Malmö has seen such a rapid increase in the number of unaccompanied minors arriving since last year that local authorities recently declared a humanitarian emergency.
Social workers and bed spaces are in very short supply, and since the end of September newly arrived unaccompanied children have had to be accommodated in local sports halls, hotels and care homes for the elderly.
Vladana Andersson, a social services section manager who has worked with newly arrived youngsters for the past four years, said the pressure on services is taking a toll on staff and the children they care for. “Our work is all about logistics. We can no longer offer the same level of attention, such as relationship-building, taking the children to a gym or other activities, or just sitting down with them.”
Holmgren said things like access to education and the appointment of a qualified legal guardian to support minors in their asylum applications and help them get bank accounts and ID documents were “critical”. If guardians are not appointed quickly, or heavy workloads prevent them from being effective, children often struggle to get legal assistance.

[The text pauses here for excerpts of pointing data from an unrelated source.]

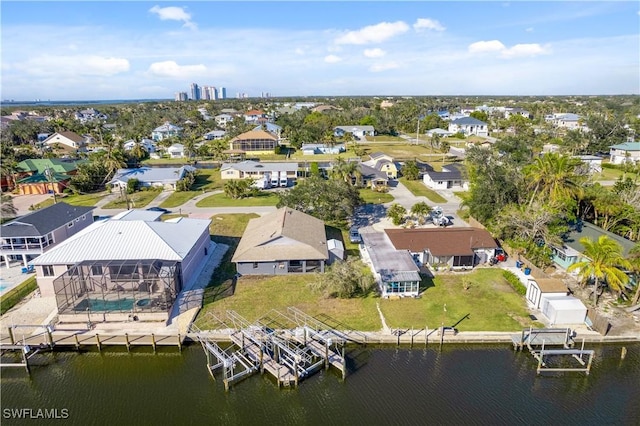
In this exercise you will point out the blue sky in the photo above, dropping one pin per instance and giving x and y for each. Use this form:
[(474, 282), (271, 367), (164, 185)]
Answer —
[(131, 50)]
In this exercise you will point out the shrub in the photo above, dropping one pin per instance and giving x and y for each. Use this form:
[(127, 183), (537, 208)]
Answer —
[(514, 282)]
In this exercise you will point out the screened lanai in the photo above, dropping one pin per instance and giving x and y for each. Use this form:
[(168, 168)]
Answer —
[(119, 286)]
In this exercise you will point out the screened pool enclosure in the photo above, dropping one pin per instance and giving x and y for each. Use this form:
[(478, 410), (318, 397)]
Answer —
[(122, 286)]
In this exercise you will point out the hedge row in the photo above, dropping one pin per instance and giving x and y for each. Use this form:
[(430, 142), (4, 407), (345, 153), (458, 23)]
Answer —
[(16, 294), (515, 282)]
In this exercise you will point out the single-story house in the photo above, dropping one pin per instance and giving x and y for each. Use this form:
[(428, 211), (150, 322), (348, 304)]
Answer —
[(383, 163), (590, 163), (438, 131), (450, 177), (223, 119), (139, 267), (571, 250), (371, 177), (167, 130), (255, 141), (283, 242), (469, 126), (318, 148), (215, 135), (66, 140), (165, 177), (628, 152), (357, 131), (271, 128), (31, 235), (445, 247), (394, 270), (148, 145), (257, 170), (176, 150)]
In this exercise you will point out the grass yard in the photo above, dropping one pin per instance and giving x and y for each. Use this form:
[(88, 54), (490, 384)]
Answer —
[(418, 189), (137, 200), (374, 197), (486, 288), (206, 180), (221, 200), (254, 297)]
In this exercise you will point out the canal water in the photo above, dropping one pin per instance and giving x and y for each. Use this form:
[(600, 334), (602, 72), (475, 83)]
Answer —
[(459, 385)]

Guardianship standards vary across the EU.
In the Netherlands, there is mandatory training and certification of legal guardians for unaccompanied refugee children, Holmgren said. Belgium also offers “adequate legal support” for minors during the asylum process and family reunifications. “In Sweden, all minors have a right to a legal guardian, but there are less clear requirements for these guardians.”

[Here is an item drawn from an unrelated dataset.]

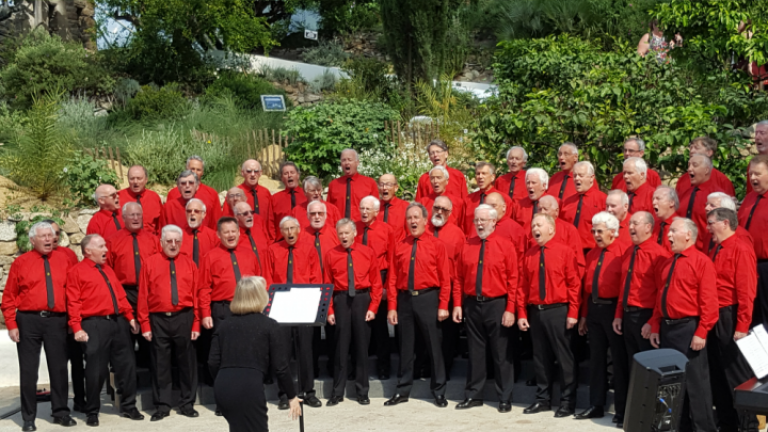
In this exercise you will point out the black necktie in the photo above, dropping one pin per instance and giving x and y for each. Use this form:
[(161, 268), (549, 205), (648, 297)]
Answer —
[(235, 267), (136, 257), (596, 277), (117, 222), (350, 274), (348, 199), (578, 211), (752, 212), (111, 291), (664, 311), (628, 279), (690, 202), (174, 286), (479, 277), (48, 282), (289, 270)]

Delays in the asylum application process have a major effect on children’s wellbeing, said Sarah Crowe, a spokeswoman with UNICEF.
“Many children are left in legal limbo. It is not unusual that the processing time is 16 or 18 months, which is an eternity in a child’s life,” she said. “Children need to get settled as quickly as they can, and get access to health and education systems.”
Asylum applications take an average of seven months to be processed in Sweden, shorter than many other EU countries. But applications for children to be reunited with their families often take much longer.
Ibrahim had to wait more than a year for permanent residency in Sweden, but he was able to start school after four months. Now he is in Grade 9 at an inner-city school in Malmö.
“I like it here,” he said with a shy smile. “All my classmates are Swedish, and I also have a Swedish girlfriend. But I miss my parents. It’s been nearly two years since I saw them.”